Nestled along the Danube, just an hour from Vienna, is Bratislava. One of the smallest and, in our opinion, most perfectly formed capital cities in Europe.
It’s home to what is claimed to be the narrowest house in Europe and a UFO bridge, amongst its many other delights. It’s also fabulously well connected – just an hour from Vienna and a couple of hours drive from Brno, Prague, Budapest and many other European tourist hot spots.
In recent years Bratislava’s reputation has been a little tarnished by the hoards of stag parties arriving to take advantage of the admittedly very cheap beer and attractive residents, but luckily it’s by no means spoilt. Just try to avoid the English, Irish and Scottish pubs that line one particular street and head for the far superior Slovak Pub around the corner.

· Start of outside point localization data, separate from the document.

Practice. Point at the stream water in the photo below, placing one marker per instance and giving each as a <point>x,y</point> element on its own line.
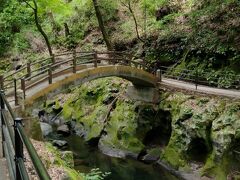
<point>87,158</point>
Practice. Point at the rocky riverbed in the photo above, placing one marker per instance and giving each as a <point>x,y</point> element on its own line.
<point>190,135</point>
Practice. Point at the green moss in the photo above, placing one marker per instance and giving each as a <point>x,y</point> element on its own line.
<point>36,132</point>
<point>173,157</point>
<point>121,128</point>
<point>216,169</point>
<point>154,152</point>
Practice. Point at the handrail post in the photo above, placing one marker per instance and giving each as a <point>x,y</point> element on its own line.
<point>18,147</point>
<point>15,91</point>
<point>29,69</point>
<point>74,61</point>
<point>196,79</point>
<point>23,87</point>
<point>53,59</point>
<point>1,82</point>
<point>95,59</point>
<point>2,105</point>
<point>159,75</point>
<point>50,75</point>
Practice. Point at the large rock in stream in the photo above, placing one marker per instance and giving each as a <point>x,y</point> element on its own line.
<point>46,128</point>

As mentioned, it is small, so whilst we opted to spend several nights here, 36 hours in Bratislava should be enough to see the main sights – making it the perfect choice for a weekend city break.
Most of the sights are located around the historic city centre, and it’s very walkable so no need to worry about transport. There are also tons of fab cafes and restaurants to check out, so be sure to arrive with a good appetite.
Here’s what to do with 36 hours in Bratislava…
For starters, head to the main gateway to the historic city – St Michael’s Gate. Close to this you’ll find the narrowest building, which is now a kebab shop. It’s a short wander through the pretty medieval streets to the main square, from where it’s easy to take in the Old Town Hall, Maximillian’s Fountain and the Primatial Palace.
There are a surprising number of museums in the city but if you only have 36 hours in Bratislava we’d recommend checking out the Bratislava City museum in the Old Town Hall. It’s well curated and gives an interesting overview of the city, as well as having a slightly creepy exhibition on medieval torture instruments and methods in the basement. Great value at only around 5 Euros per person.
After you’ve seen these, it’s worth the detour to see the ‘instafamous’ Blue Church – a really beautiful building just outside the centre. It’s pretty unusual and well worth seeing. When we visited it was closed to the public but even just the exterior is an impressive sight. You can then make your way back into the heart of the city via the ‘Man At Work’ sculpture, which is another small attraction that you should check out while you’re there.
The following day, start at Bratislava Castle, one of the main sights in the city. From here not only can you enjoy the various exhibitions, but you’ll get great views over both the city and the riverside with its UFO bridge. Finish your trip to Bratislava off with a visit to the cathedral and a wander around the old city walls.
Whilst all of these are awesome things to do in Bratislava, honestly, we just loved the atmosphere of the city and really enjoyed walking around the old streets. There’s plenty of picturesque side streets and pretty buildings, and we definitely fantasised about buying and renovating one of the more run down properties and living there happily ever after.
What & Where To Eat In Bratislava
Another big surprise for us was figuring out just how much we enjoyed Slovak food, as well as taking advantage of the extremely cheap price of alcohol. It’s less than 2 Euros for a large beer in many places – even in the centre!
There’s a post coming up soon all about how to eat your way around central Europe (as that’s basically what we did for three weeks) and Slovakia was one of the best spots for this. I guess the food isn’t to everyone’s taste but we loved the dumplings, sheep cheese dishes and various pork dishes that were on offer.
If you’re spending 36 hours in Bratislava, or even longer – you must try to fit in trips to these two spots, which were our favourites.
Konditorei Kormuth – a beautifully restored old building that now houses a very indulgent and fairly pricy patisserie shop, this is right in the city centre and serves one of the best selections of cake I’ve ever seen. They also have speciality coffees including a marzipan variety which was particularly tasty.
Slovak Pub – more on the cheap and cheerful side, this is great for traditional Slovak platters and local beers. We had an absolute feast with plenty of beer for less than 15 Euros.
So Why Spend 36 Hours in Bratislava…?
Well hopefully it’s pretty obvious after you’ve read this post, but we’ll say it again because we really can’t emphasise enough how much we loved this little city. It’s received huge levels of investment over recent years, and due to low living costs and great quality of life it’s known as one of the best cities for freelancers to live in.
We loved the combination of old rustic buildings and a fairly unspoilt historic centre, combined with good infrastructure and great restaurants and bars. There’s museums and culture if that’s your thing, or shopping and nightlife if that’s what you prefer.
Of the eight cities we visited on our jaunt around central Europe, this was definitely one of our favourites and somewhere we’d love to return for a chilled out city break or a longer get away.